Il lui fallut plusieurs minutes pour réussir à retrouver son calme. Comme si pleurer lui avait permis d'évacuer un trop plein d'émotions, elle avait l'impression d'avoir retrouvé un esprit clair lorsqu'elle se remit en position pour conclure sa prière.
- Rhya. Si je suis sans doutes la pire de tes disciples, cela ne change rien à la nature de la demande que je vais émettre. Il y a longtemps, ta servante Ingrid, WaldMutter du Talabecland, m'a offert une colombe nommée Blanche. Et elle m'a promis, Rhya, elle m'a promis que le jour où je serais en danger, je n'aurais qu'à crier son nom pour que cet oiseau aille la chercher afin qu'elle vienne me secourir. Il s'agit d'une promesse faite en ton nom par la femme la plus pure que j'aie jamais connu, et qui a eu la bêtise de s'enticher d'une hérétique comme moi. Je ne crois pas qu'elle puisse me sauver dans ma position. Mais j'aimerais au moins... la revoir. Lui dire merci. Qu'elle sache que mes émotions étaient sincères. Et que je suis désolée de m'être détournée du bonheur qu'elle aurait pu m'apporter.
Puis elle rouvrit les yeux, et observa le ciel étoilé, avant de crier.
- BLANCHE ! FICHUE COLOMBE, SI TU M'ENTENDS, C'EST AUJOURD'HUI QUE TA MISSION PREND SENS ! J'AI SUPPORTE DES MOIS DURANT QUE TU PRENNES MES CHEVEUX POUR TON NID PERSONNEL, ALORS IL EST TEMPS D'ACCOMPLIR CE POUR QUOI TA MAITRESSE T'A CONFIE A MOI ! DIS A INGRID OU JE SUIS ET QUE J'AI BESOIN D'ELLE !
Dokhara s'écroula en arrière, comme si ce cri du coeur était venu à bout de ses dernières forces. Couchée en étoile sur le sol, elle se perdait encore dans l'admiration des étoiles. Puis tout à coup, elle se mit à sourire avant d'éclater d'un rire nerveux.
- Et maintenant, je fais quoi ? Y a t-il un panthéon vampirique ? Dois-je prier le dieu des lahmiannes de guider son élue jusqu'à moi ? Ou est-ce directement à toi que je dois adresser mes prières Lucrétia ? Tu es déjà si fière de ta personne, je crains ta réaction le jour où tu apprendrais que je t'ai élevée au rang de déesse...
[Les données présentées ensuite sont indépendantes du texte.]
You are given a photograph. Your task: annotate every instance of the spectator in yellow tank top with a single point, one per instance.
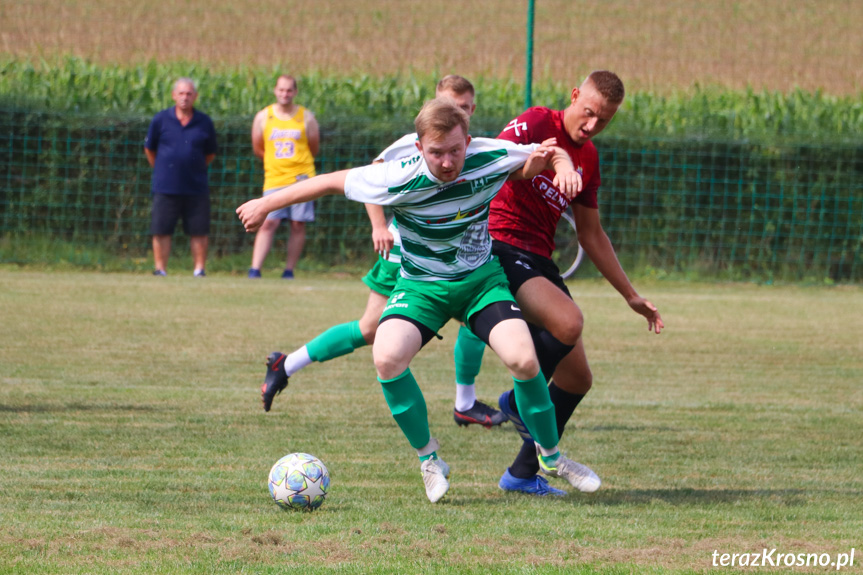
(286, 137)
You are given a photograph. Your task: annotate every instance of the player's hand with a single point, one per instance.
(648, 310)
(569, 183)
(252, 214)
(383, 241)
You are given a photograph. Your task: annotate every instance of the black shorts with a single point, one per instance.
(168, 208)
(520, 266)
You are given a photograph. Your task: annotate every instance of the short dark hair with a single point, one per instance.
(608, 84)
(456, 84)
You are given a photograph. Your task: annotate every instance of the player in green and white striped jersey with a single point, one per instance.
(440, 198)
(344, 338)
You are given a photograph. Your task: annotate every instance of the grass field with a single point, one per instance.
(656, 45)
(133, 441)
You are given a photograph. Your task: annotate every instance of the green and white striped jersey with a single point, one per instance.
(443, 226)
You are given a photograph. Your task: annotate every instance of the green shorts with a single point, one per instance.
(382, 277)
(433, 303)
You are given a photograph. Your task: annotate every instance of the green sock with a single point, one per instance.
(337, 341)
(408, 407)
(536, 410)
(468, 356)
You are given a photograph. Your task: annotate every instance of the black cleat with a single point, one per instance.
(481, 414)
(276, 379)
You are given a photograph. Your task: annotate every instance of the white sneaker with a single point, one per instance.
(435, 475)
(579, 476)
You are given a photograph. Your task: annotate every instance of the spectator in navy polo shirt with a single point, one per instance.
(180, 145)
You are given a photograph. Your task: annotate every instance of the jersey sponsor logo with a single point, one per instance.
(517, 127)
(459, 216)
(410, 161)
(550, 193)
(394, 301)
(475, 244)
(289, 134)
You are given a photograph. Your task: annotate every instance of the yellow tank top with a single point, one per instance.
(286, 150)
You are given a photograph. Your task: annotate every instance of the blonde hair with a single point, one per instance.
(608, 84)
(439, 117)
(455, 84)
(289, 77)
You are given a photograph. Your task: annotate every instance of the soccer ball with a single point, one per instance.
(299, 481)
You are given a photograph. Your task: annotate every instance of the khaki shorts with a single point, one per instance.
(433, 303)
(304, 212)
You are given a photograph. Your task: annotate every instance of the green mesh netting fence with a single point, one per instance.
(722, 209)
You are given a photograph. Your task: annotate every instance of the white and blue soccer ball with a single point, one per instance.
(299, 481)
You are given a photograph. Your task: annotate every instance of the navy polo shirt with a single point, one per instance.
(181, 152)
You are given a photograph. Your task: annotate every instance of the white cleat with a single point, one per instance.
(579, 476)
(435, 476)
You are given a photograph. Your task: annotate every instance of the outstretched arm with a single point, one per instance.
(549, 157)
(598, 248)
(254, 212)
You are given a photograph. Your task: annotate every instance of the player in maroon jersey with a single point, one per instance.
(522, 224)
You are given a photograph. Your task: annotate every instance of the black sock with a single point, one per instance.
(549, 350)
(526, 464)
Le froid l'agressait, les maigres vêtements qu'on avait daigné lui laisser ne protégeant en rien du vent qui traversait la grille au-dessus d'elle. La fatigue accompagnait le rang de ses ennemis, mais elle refusait de se laisser emporter - à tout moment l'un des oiseaux attendu pouvait survenir, et elle ne voulait pas être au pays des songes si cet espoir devenait réalité.
Après avoir déprimé, pleuré, prié et réfléchi, Dokhara avait retrouvé la sérénité qui avait accompagné la découverte du groupe de Museaux à la sortie de son fiacre.
Elle avait fait tout ce qui était en son pouvoir désormais.
Son destin n'était plus entre ses mains.
Cessant de penser à son futur incertain, elle se perdit dans la contemplation des étoiles, guettant un signe des dieux.